It has not felt much like December so far across parts of the United States, but by later this week practically nobody will feel like December in the Lower 48 states as above-average temperatures take over virtually the entire country.
In some parts of the country, temperatures will soar up to 30 degrees above early-December averages at times this week. Below are the forecast details.
Cold Air Stays Bottled Up North
As we start meteorological winter, which runs from Dec. 1 through Feb. 29, true arctic air remains locked up in extreme northern Canada, well to the north of the U.S. border and even well north of all the major Canadian cities.
Friday, at least 16 Canadian cities set daily record highs, particularly in Manitoba, where the city of Morden, southwest of Winnipeg, soared to 14.2 degrees Celsius (about 57.6 degrees Fahrenheit). An additional fourteen daily record highs were set in Manitoba Saturday-Sunday, including Emerson (7.1 degrees Celcius/44.8 degrees Fahrenheit on Sunday) where records date back to 1877.

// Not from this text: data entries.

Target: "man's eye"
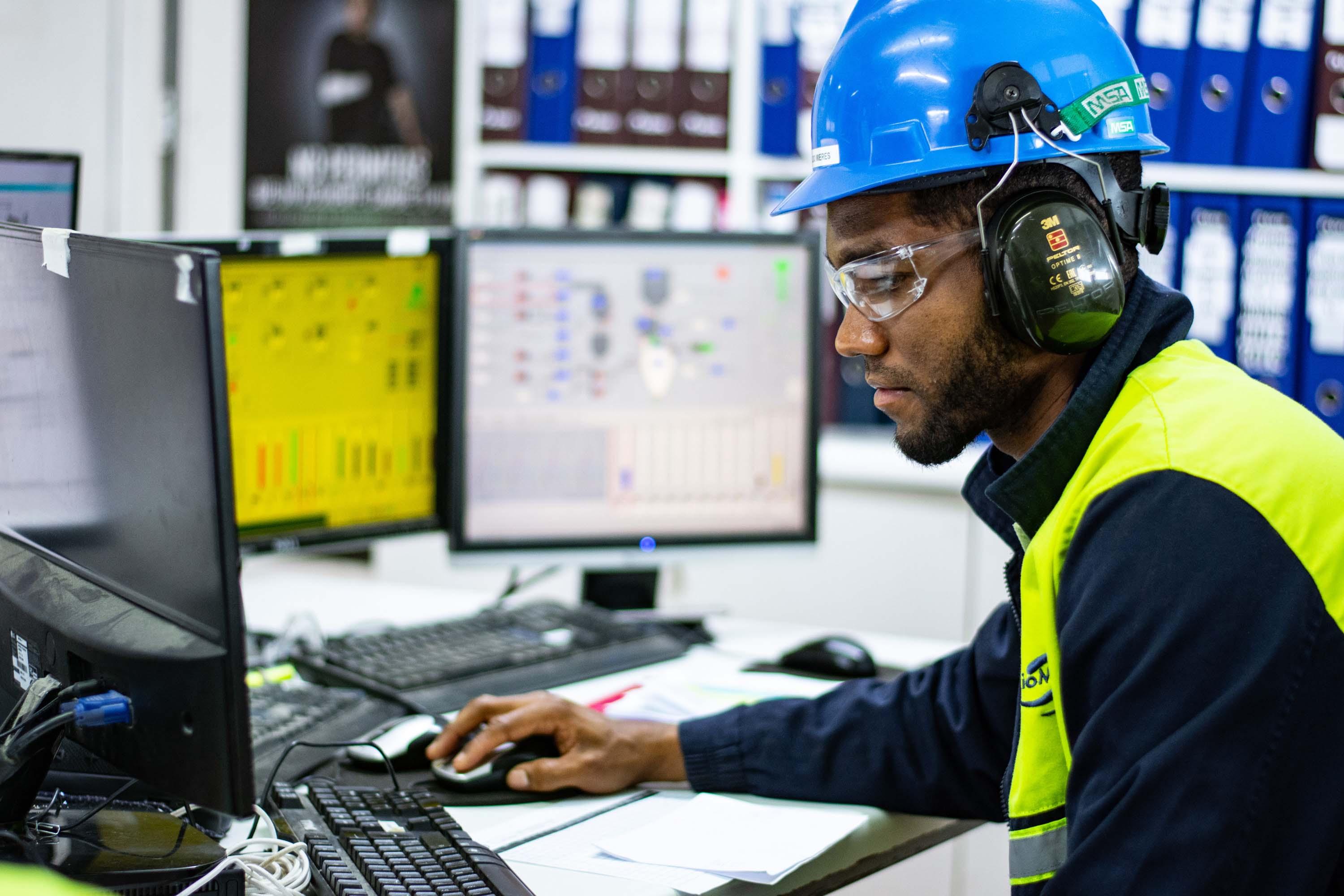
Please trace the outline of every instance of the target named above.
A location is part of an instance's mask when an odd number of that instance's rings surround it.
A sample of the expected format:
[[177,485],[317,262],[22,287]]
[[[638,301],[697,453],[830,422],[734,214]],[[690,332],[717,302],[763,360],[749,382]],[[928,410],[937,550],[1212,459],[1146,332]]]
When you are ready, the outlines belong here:
[[875,290],[905,290],[910,289],[910,274],[907,271],[872,270],[855,273],[855,283],[864,292]]

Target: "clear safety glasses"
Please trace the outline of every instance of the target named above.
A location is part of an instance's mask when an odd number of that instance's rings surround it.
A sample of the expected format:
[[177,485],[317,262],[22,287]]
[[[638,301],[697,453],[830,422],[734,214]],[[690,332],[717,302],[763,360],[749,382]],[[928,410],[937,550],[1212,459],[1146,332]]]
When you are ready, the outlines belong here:
[[896,246],[839,270],[829,259],[824,263],[840,304],[880,324],[918,302],[929,287],[930,275],[978,243],[978,230],[964,230],[930,243]]

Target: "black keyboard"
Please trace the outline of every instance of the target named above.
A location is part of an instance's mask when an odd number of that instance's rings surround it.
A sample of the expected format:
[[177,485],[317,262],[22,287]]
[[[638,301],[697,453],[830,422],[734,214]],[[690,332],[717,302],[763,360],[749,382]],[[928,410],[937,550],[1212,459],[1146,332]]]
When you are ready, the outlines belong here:
[[452,712],[482,693],[555,688],[675,660],[681,638],[587,606],[531,603],[378,634],[331,638],[296,657],[328,684],[392,689],[425,712]]
[[[290,742],[358,740],[388,719],[406,715],[396,704],[375,700],[363,690],[327,688],[301,678],[249,688],[247,701],[253,775],[258,793]],[[333,752],[335,750],[297,747],[285,759],[277,780],[300,778]]]
[[320,896],[532,896],[429,791],[314,785],[274,797]]

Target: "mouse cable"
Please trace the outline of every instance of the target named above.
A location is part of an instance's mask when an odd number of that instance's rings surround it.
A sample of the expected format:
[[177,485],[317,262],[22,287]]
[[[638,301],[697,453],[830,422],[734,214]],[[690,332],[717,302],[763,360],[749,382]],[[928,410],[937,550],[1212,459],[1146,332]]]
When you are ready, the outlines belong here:
[[42,833],[47,834],[47,836],[52,836],[52,837],[60,834],[60,832],[63,832],[63,830],[74,830],[75,827],[78,827],[79,825],[85,823],[86,821],[89,821],[90,818],[93,818],[94,815],[97,815],[98,813],[101,813],[103,809],[106,809],[108,806],[110,806],[117,799],[117,797],[120,797],[121,794],[124,794],[128,790],[130,790],[134,785],[136,785],[136,779],[134,778],[128,778],[126,782],[124,785],[121,785],[121,787],[117,787],[116,790],[112,791],[110,797],[106,797],[101,803],[98,803],[97,806],[94,806],[93,809],[90,809],[89,811],[86,811],[85,814],[79,815],[79,818],[74,819],[69,825],[50,825],[50,823],[43,822],[42,819],[46,818],[48,814],[51,814],[51,809],[56,803],[56,797],[60,794],[60,791],[58,790],[52,795],[51,803],[48,803],[44,810],[42,810],[40,813],[38,813],[36,815],[34,815],[34,817],[31,817],[28,819],[28,826],[36,827],[39,823],[44,825],[44,827],[42,827]]
[[[280,759],[276,760],[274,767],[271,767],[270,775],[266,776],[266,787],[265,787],[265,790],[261,791],[261,799],[262,799],[262,802],[266,802],[266,799],[270,797],[270,789],[276,786],[276,775],[280,774],[280,767],[282,764],[285,764],[285,759],[289,756],[289,752],[294,747],[319,747],[319,748],[321,748],[321,747],[372,747],[374,750],[378,751],[378,755],[383,758],[383,766],[387,768],[387,776],[392,779],[392,790],[401,790],[402,789],[401,782],[396,779],[396,770],[392,768],[392,760],[388,759],[387,754],[383,752],[383,748],[379,747],[378,744],[375,744],[372,740],[327,740],[327,742],[320,742],[320,740],[290,740],[289,746],[286,746],[285,750],[280,754]],[[253,837],[257,836],[257,822],[259,822],[259,821],[261,821],[259,815],[257,818],[253,818],[253,826],[247,832],[247,838],[249,840],[251,840]],[[179,896],[181,896],[181,893],[179,893]]]
[[261,806],[253,806],[253,813],[255,814],[253,832],[257,830],[255,822],[265,818],[270,827],[270,837],[249,836],[247,840],[231,846],[219,864],[190,887],[179,891],[177,896],[191,896],[200,892],[230,868],[242,869],[246,879],[246,896],[304,896],[308,884],[313,880],[308,845],[281,840],[276,832],[276,822]]
[[505,600],[508,600],[509,598],[512,598],[515,594],[517,594],[523,588],[530,588],[534,584],[536,584],[538,582],[540,582],[542,579],[552,576],[552,575],[555,575],[559,571],[560,571],[559,566],[550,566],[550,567],[546,567],[544,570],[542,570],[540,572],[534,572],[532,575],[527,576],[526,579],[520,579],[519,575],[521,574],[521,568],[520,567],[511,567],[509,572],[508,572],[508,582],[504,583],[504,590],[500,591],[500,594],[499,594],[497,598],[495,598],[493,609],[499,610],[500,607],[504,606]]

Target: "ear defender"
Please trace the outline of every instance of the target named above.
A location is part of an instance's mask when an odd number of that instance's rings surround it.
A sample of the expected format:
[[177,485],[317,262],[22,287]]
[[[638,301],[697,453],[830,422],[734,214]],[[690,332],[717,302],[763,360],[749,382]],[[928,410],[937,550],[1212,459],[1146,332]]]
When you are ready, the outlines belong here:
[[985,300],[1021,341],[1056,355],[1101,345],[1125,309],[1118,240],[1058,189],[1017,196],[985,228]]

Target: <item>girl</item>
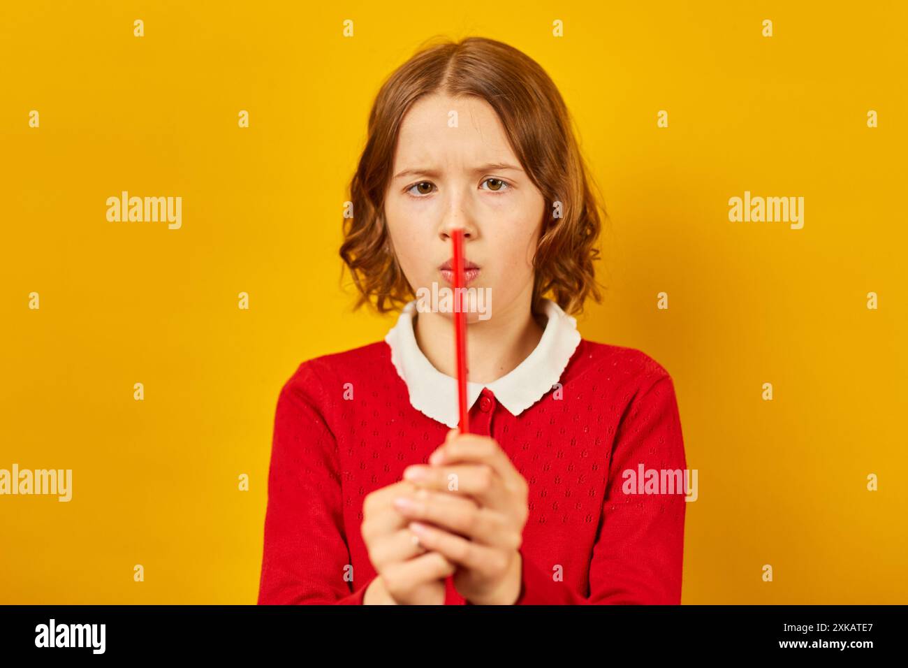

Highs reached the freezing mark as far north as Thompson, Manitoba on Friday (roughly 55 degrees north latitude, about 470 miles north of Winnipeg). The average high on December 4, there, is -13.8C (7.1 degrees F). Just a bit farther northeast of there on Saturday, Gillam, Manitoba, reached the freezing mark which also was a new daily record (0.3 degrees Celcius / 32.5 degrees Fahrenheit).
In the U.S., both Marquette, Michigan (50 degrees at the NWS office in nearby Negaunee Township), and International Falls, Minnesota (45 degrees), tied their daily record highs Friday.
On Saturday, International Falls tied its record warmest low temperature for the month of December, only dipping to 36 degrees just before midnight. Then on Sunday a daily record high of 45 degrees was set. So much for the "Nation's Icebox," at least for awhile.